Upon entering the house, they are welcomed by Misono and Mikuni's father, Mikado Alicein. When inquired about Mikuni, everyone in the house deny of ever knowing Mikuni, acting like he doesn't exist. Since Mahiru refuses to leave until they meet Misono, Mikado and the servants threatens them to leave by force. Mikado explains that he won't let Misono fight, believing that Misono doesn't have the resolve and power to do so. He then locks Mahiru and his friends inside a warehouse.

At night, Misono is lured into the dining room by a puppet that looks like Lily. Misono learns that Lily has manipulated his memories, causing Misono to become enraged and unable to trust him. The puppeteer, Tsubaki's subclass, Otogiri, turns out to be the one who lured Misono and attacks Lily. While the Alicein servants fight her, Lily tries to explain himself to Misono but Misono refused to listen, severing the bond between him and Lily allowing Otogiri to destroy Lily's contract item, causing a mass amount of Jinn to come out from Lily's body. At the same time, Mahiru and the others manage to get out from the warehouse.

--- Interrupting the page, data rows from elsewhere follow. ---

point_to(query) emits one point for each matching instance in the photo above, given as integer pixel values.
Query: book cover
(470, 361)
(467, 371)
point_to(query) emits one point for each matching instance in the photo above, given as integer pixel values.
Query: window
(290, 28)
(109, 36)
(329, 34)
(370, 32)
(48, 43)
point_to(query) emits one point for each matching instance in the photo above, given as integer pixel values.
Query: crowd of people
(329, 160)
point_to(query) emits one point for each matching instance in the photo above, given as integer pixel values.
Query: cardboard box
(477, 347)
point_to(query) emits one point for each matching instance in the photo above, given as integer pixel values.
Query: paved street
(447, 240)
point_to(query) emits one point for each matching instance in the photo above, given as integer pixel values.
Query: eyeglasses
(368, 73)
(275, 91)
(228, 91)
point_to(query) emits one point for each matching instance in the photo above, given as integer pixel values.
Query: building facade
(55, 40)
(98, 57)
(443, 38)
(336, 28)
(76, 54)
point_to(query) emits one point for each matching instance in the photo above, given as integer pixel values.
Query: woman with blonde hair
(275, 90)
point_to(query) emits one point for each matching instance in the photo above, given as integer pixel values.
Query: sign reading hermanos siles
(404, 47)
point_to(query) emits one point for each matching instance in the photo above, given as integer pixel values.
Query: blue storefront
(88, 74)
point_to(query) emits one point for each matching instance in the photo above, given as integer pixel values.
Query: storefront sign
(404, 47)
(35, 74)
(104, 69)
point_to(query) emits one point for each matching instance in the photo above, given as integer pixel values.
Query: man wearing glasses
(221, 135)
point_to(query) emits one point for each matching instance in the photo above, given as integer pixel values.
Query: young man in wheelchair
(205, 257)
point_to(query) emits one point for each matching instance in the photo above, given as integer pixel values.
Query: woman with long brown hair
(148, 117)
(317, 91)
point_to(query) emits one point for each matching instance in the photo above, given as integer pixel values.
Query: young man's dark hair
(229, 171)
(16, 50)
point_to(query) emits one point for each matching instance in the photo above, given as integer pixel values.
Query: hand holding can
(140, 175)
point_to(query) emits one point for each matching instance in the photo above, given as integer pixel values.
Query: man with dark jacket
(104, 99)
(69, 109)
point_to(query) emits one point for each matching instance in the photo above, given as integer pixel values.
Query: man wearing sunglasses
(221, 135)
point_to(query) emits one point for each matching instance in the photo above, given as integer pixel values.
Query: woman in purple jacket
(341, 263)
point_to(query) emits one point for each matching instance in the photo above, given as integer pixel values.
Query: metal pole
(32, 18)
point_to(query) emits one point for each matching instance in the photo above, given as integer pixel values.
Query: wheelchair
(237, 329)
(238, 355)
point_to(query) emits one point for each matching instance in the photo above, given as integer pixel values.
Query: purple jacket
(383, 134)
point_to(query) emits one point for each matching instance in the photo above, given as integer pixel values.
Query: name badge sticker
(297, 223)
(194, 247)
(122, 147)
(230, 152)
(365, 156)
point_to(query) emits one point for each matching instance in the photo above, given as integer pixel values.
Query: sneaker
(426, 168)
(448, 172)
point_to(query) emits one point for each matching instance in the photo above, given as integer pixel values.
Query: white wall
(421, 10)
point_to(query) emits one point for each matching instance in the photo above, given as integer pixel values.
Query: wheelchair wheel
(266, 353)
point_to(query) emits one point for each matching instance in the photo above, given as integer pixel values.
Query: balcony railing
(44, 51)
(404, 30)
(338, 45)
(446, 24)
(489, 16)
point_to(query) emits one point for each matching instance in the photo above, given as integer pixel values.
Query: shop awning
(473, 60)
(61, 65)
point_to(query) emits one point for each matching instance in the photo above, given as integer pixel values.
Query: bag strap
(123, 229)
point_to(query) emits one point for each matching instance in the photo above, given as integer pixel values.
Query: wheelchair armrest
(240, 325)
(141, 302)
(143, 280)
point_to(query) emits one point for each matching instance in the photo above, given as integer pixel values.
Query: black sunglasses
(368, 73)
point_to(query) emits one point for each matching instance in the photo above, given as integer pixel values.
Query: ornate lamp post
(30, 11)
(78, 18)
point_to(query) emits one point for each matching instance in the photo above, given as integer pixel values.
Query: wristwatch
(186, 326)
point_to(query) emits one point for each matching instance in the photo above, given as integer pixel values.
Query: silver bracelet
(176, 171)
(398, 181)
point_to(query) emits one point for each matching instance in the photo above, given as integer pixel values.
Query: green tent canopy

Lily goes berserk and devours Misono into his body, followed by Mahiru, Kuro, Lawless, and Licht, while Tetsu and Hugh holds Lily's body to prevent him from destroying the mansion. Inside Lily's inner world, they are attacked by the manifestation of Mikuni and Jeje conjured by Lily to prevent them from discovering his secret. In other part of the inner world, Misono sees Lily's memories and discovers that Misono, is in fact, an illegitimate child born from his father's affair with a tutor who worked for the Alicein house years ago. When Misono was still a baby, Mikuni's mother killed his mother out of jealousy. She tried her best to raise and love Misono as her own son since he is innocent, but 7 years before the story she eventually succumbs to her lingering jealousy and tried to kill him. To protect Misono, Mikuni killed his own mother and left the Alicein house. The incident severely traumatised Misono, leading Lily to erase the memory of the murder and Mikado covered it as a case of burglary.

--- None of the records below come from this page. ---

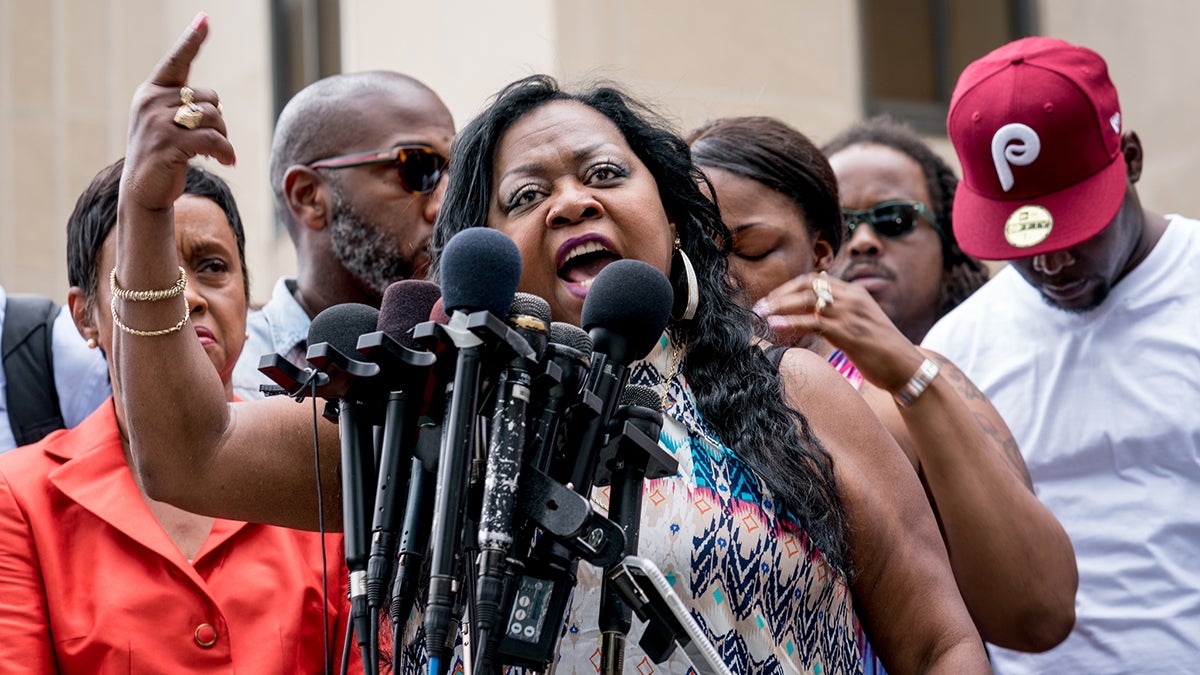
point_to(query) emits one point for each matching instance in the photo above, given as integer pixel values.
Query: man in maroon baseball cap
(1087, 344)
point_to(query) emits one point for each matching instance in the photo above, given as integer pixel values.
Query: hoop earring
(684, 274)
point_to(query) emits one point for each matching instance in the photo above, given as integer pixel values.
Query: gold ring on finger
(825, 293)
(189, 115)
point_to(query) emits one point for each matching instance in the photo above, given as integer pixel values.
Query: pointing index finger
(172, 70)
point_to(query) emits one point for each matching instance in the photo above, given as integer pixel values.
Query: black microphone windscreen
(341, 326)
(406, 304)
(641, 395)
(631, 299)
(480, 270)
(570, 335)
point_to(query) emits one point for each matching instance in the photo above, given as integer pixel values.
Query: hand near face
(853, 323)
(159, 148)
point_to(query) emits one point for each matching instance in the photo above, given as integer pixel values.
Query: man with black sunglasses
(357, 167)
(897, 195)
(1087, 344)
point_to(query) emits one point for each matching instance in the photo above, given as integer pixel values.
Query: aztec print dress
(748, 573)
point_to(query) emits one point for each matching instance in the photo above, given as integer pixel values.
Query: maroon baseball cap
(1037, 129)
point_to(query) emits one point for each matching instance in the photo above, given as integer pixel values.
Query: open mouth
(205, 335)
(581, 260)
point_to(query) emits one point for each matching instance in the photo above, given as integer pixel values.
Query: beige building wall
(69, 69)
(67, 73)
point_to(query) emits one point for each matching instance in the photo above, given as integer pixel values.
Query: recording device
(669, 622)
(333, 335)
(558, 388)
(529, 316)
(624, 312)
(406, 370)
(628, 460)
(480, 270)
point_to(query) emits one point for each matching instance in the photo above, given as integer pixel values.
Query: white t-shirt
(1105, 406)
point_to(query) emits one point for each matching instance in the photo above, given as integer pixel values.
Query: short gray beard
(366, 251)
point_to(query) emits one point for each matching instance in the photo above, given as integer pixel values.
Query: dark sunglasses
(419, 166)
(889, 219)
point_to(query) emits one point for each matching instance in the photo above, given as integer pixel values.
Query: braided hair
(964, 274)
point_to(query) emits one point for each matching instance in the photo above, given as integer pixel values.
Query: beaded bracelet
(117, 320)
(175, 288)
(918, 383)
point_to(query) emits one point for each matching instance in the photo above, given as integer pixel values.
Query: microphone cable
(321, 530)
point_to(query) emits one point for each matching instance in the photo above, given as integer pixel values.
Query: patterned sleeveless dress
(747, 571)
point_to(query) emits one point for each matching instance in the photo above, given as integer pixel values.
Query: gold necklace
(677, 350)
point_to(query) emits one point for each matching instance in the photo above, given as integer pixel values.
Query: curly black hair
(737, 389)
(772, 153)
(964, 274)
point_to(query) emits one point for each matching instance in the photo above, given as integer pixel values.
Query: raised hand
(852, 321)
(169, 124)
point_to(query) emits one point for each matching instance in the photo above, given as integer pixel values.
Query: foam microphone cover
(438, 312)
(527, 304)
(480, 270)
(627, 309)
(562, 333)
(406, 304)
(341, 326)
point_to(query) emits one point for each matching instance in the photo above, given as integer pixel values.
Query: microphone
(624, 312)
(333, 335)
(557, 389)
(480, 270)
(636, 455)
(529, 316)
(406, 369)
(414, 533)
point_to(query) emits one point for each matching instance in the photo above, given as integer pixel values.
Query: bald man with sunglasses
(357, 168)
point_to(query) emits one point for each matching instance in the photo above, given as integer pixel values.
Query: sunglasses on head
(888, 219)
(419, 166)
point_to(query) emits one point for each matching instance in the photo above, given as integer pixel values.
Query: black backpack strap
(29, 368)
(774, 354)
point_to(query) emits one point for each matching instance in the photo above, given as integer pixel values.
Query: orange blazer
(90, 583)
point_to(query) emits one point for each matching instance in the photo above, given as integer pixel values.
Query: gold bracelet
(918, 383)
(148, 296)
(117, 320)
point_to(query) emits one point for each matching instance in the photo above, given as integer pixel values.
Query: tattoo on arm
(1001, 438)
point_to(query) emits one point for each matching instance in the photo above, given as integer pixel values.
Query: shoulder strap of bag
(29, 368)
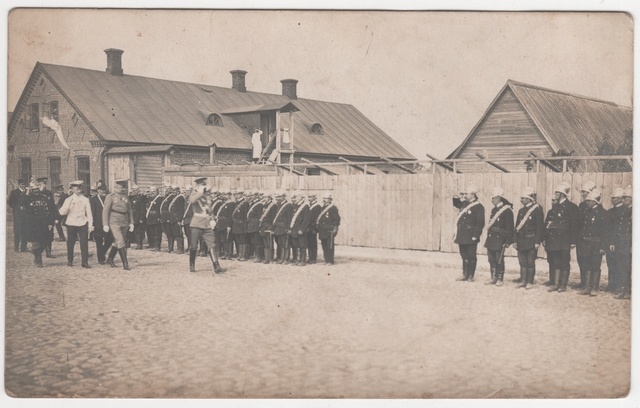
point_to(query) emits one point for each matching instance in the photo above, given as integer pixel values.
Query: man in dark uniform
(139, 211)
(59, 197)
(253, 226)
(223, 226)
(102, 239)
(153, 220)
(280, 226)
(298, 229)
(586, 188)
(328, 223)
(590, 246)
(15, 197)
(499, 234)
(312, 232)
(40, 214)
(239, 224)
(469, 225)
(529, 232)
(117, 217)
(165, 216)
(266, 224)
(622, 245)
(176, 210)
(562, 223)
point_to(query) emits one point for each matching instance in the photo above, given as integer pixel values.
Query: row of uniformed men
(588, 227)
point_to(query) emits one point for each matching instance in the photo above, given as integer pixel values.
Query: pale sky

Misono is disheartened by the revelation, believing his birth brought misfortune to his family. However, he then reads letters sent by his birth mother to his father that tells how she was happy having Misono in her life. This creates an opening for Mahiru and Kuro to defeat the manifestation of Mikuni and Jeje, returning them to the real world. Meanwhile, Misono confronts Lily in the core of his mind, assuring him that he won't reject him even after knowing the truth. Lily and Misono's bond is stabilized and they both returns to normal.

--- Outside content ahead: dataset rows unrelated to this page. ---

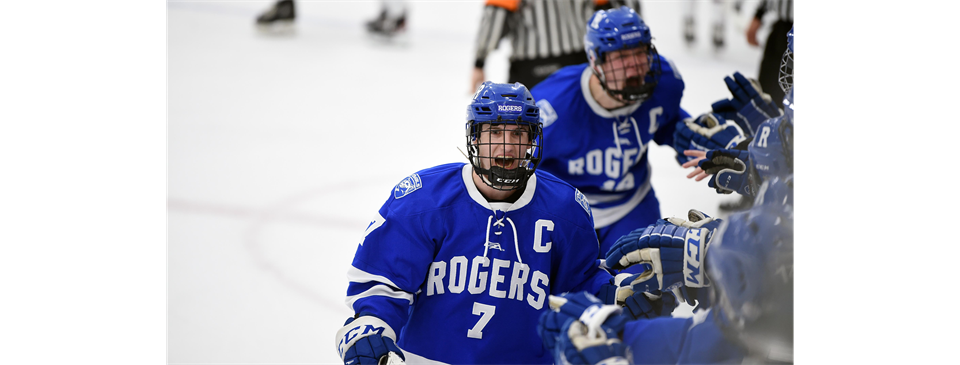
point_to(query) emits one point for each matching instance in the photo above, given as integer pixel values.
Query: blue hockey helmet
(505, 161)
(786, 64)
(622, 29)
(751, 265)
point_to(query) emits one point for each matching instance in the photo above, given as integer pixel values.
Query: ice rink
(280, 147)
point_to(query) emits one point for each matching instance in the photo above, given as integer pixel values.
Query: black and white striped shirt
(538, 29)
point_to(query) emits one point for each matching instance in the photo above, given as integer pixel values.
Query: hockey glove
(673, 248)
(704, 133)
(637, 304)
(595, 321)
(729, 168)
(749, 106)
(578, 346)
(367, 340)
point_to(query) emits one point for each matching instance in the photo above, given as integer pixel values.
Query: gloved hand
(749, 106)
(637, 303)
(729, 168)
(578, 346)
(674, 249)
(704, 133)
(582, 344)
(366, 341)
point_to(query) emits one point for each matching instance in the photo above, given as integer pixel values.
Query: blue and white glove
(674, 249)
(729, 170)
(706, 132)
(577, 346)
(368, 340)
(590, 330)
(637, 304)
(749, 106)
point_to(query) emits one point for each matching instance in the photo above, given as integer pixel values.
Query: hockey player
(457, 265)
(749, 259)
(600, 117)
(768, 153)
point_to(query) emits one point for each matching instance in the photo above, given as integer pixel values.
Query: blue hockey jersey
(463, 280)
(603, 152)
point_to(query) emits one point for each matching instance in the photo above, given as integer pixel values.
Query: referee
(546, 35)
(775, 46)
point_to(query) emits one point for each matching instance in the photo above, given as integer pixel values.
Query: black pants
(770, 63)
(531, 72)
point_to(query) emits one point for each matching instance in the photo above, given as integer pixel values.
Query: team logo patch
(583, 202)
(407, 186)
(630, 36)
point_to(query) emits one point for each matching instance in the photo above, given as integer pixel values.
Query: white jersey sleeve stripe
(379, 290)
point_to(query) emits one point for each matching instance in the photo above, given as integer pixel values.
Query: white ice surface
(279, 148)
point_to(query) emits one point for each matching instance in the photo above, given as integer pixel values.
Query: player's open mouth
(635, 81)
(503, 161)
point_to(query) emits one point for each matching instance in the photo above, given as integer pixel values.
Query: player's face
(502, 145)
(626, 68)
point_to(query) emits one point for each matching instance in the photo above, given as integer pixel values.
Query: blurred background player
(775, 45)
(600, 117)
(280, 16)
(425, 286)
(749, 260)
(391, 19)
(546, 35)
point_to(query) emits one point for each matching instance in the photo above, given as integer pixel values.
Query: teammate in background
(457, 265)
(599, 118)
(392, 18)
(280, 15)
(546, 35)
(749, 258)
(768, 153)
(775, 44)
(751, 263)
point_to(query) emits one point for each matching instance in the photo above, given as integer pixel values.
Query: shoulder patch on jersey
(583, 201)
(547, 114)
(407, 186)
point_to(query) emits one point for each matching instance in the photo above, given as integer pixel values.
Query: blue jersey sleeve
(388, 266)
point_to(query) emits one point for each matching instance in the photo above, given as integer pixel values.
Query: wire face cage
(505, 153)
(621, 70)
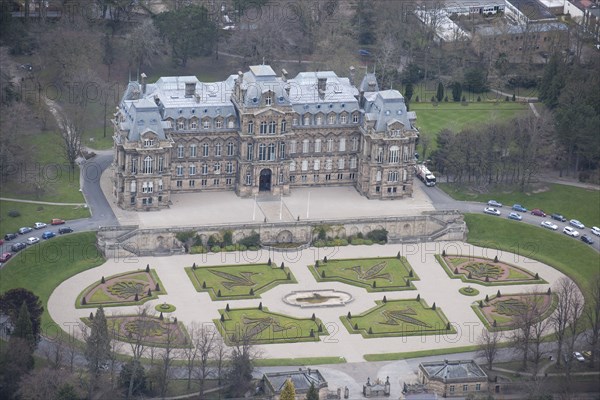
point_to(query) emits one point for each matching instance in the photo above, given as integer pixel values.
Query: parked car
(538, 213)
(519, 208)
(577, 224)
(65, 229)
(586, 239)
(24, 230)
(18, 246)
(32, 240)
(494, 203)
(10, 236)
(491, 210)
(39, 225)
(515, 216)
(570, 231)
(48, 235)
(549, 225)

The next day, Misono tells his father that he'll fight together with his friends. Realising his son has matured, Mikado gives Misono his permission and requests if he meet Mikuni, to tell him to come home.

==Cast==

| Character | Voice actor |
|---|---|
| Mahiru Shirota | Takuma Terashima |
| Sleepy Ash | Yūki Kaji |
| Misono Alicein | Hiro Shimono |
| Snow Lily | Kazuma Horie |
| Mikuni Alicein | Tetsuya Kakihara |
| Doubt Doubt | Kenjiro Tsuda |
| Otogiri | Atsumi Tanezaki |
| Mikado Alicein | Kazuya Ichijō |
| Eisuke Dodo | Kōji Takahashi |
| Mitsuki Usami | Ayaka Fukuhara |
| Mari | Sayaka Senbongi |
| Yuri | Ayaka Nanase |
| Mysterious Girl | Mai Nakahara |

==Production==
On October 13, 2017, Media Factory's Monthly Comic Gene magazine revealed that there would be a "big announcement" for Strike Tanaka's Servamp manga on November 15, an announcement which was later revealed to be an anime film adaptation. Most of the staff from the television anime adaptation returned to produce the film, with Hideaki Nakano directing the film at Platinum Vision and Junko Yamanaka designing the characters. Ayumu Hisao replaced Kenji Konuta as scriptwriter for the project. The cast of the television series also returned to reprise their roles alongside a number of new cast members. Oldcodex, who previously performed the opening theme song for the television series, returned to perform the film's theme song "One Side".

==Release==
The film was released in Japan on April 7, 2018. In Japan, the film will be released on Blu-ray and DVD on October 24, 2018.